Assessing Data Reliability

Using the --error_bar flag will display error bars on the plots for \(D\), \(D_{rand}\), \(f\), \(\tau\). The error bars represent the standard error of the mean (SEM), which allows for an assessment of the data’s reliability. It is calculated as follows:

\[ SEM = {\sigma}/{\sqrt{n}} \]

Here, \(\sigma\) represents the standard deviation of the physical quantity at each temperature, and \(n\) is the number of data points (i.e., the number of HDF5 files used for that temperature).

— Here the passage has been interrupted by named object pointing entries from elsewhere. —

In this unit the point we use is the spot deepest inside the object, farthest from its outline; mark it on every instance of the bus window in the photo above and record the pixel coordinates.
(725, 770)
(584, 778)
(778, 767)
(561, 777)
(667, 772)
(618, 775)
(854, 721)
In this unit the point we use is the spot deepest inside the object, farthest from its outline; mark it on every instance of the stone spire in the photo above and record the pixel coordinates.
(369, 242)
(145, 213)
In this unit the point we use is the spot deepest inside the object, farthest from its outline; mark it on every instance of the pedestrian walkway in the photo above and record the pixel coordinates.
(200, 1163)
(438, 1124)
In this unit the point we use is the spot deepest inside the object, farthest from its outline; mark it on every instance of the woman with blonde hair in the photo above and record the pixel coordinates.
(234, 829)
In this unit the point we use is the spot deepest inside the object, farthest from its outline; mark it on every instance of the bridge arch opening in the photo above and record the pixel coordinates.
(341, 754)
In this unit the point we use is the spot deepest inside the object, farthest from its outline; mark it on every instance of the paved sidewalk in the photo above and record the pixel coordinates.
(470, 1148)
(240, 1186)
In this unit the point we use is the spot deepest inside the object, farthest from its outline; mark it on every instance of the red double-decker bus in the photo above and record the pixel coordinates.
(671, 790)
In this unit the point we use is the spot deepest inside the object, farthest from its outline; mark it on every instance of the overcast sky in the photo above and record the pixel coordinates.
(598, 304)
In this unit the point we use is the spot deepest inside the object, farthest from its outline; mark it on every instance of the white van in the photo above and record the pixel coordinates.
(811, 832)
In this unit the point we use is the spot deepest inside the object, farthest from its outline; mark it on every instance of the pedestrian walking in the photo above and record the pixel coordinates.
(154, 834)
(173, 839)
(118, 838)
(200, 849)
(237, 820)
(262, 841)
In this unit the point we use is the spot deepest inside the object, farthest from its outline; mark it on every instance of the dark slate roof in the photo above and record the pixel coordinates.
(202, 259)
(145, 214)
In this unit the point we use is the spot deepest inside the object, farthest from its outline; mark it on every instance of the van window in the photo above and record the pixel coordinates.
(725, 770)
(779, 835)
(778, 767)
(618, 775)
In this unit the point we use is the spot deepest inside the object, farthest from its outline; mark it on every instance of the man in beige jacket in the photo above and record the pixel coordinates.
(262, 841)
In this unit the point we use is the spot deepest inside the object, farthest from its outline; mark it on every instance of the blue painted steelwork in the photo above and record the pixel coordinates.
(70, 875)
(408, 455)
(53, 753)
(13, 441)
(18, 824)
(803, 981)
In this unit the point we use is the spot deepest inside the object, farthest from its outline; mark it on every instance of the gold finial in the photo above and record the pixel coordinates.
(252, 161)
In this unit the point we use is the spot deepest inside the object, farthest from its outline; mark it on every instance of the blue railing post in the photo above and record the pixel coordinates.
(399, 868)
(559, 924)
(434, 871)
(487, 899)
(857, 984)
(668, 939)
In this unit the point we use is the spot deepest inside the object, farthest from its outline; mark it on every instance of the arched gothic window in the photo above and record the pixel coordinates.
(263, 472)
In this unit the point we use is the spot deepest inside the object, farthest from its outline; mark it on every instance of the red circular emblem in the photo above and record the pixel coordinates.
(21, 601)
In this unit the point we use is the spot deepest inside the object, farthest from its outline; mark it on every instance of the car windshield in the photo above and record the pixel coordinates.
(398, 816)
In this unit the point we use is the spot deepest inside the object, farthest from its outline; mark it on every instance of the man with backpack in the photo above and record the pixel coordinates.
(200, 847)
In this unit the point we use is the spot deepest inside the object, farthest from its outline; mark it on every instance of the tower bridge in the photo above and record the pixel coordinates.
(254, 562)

Below is an example of the output plot:

Diffusivity Plot

Decomposing Vacancy Diffusivity

The --xyz flag enables the decomposition and analysis of vacancy diffusivity into its x, y, and z components. This analysis can be particularly effective when dealing with anisotropic systems.

Example terminal output:

[STEP5] Decomposing Diffusivity into xyz-Components:
=========== Temperature-Dependent Decomposed Diffusivity ===========
T (K)    Dx (m2/s)    Dy (m2/s)    Dz (m2/s)
-------  -----------  -----------  -----------
1700     4.729e-10    5.324e-10    2.475e-10
1800     6.673e-10    7.123e-10    4.496e-10
1900     1.144e-09    6.331e-10    6.915e-10
2000     1.25e-09     1.497e-09    5.507e-10
2100     2.069e-09    1.525e-09    8.47e-10
====================================================================

=================== Decomposed Diffusivity Fits ====================
Directional Diffusivity (Dx):
  - Ea        : 1.101 eV
  - D0        : 8.523e-07 m^2/s
  - R-squared : 0.9710
Directional Diffusivity (Dy):
  - Ea        : 0.867 eV
  - D0        : 1.818e-07 m^2/s
  - R-squared : 0.8022
Directional Diffusivity (Dz):
  - Ea        : 0.834 eV
  - D0        : 8.645e-08 m^2/s
  - R-squared : 0.8231
====================================================================

This flag also generates additional plots for the component-wise Mean Squared Displacement (MSD) and component-wise Arrhenius fits.

Diffusivity Plot Diffusivity Plot

Note

This component-wise analysis requires significantly more sampling of hopping events than calculating the isotropic vacancy diffusivity. As seen in the example plots, insufficient sampling can lead to poor linearity in the MSD and reduced R² values for the Arrhenius fits.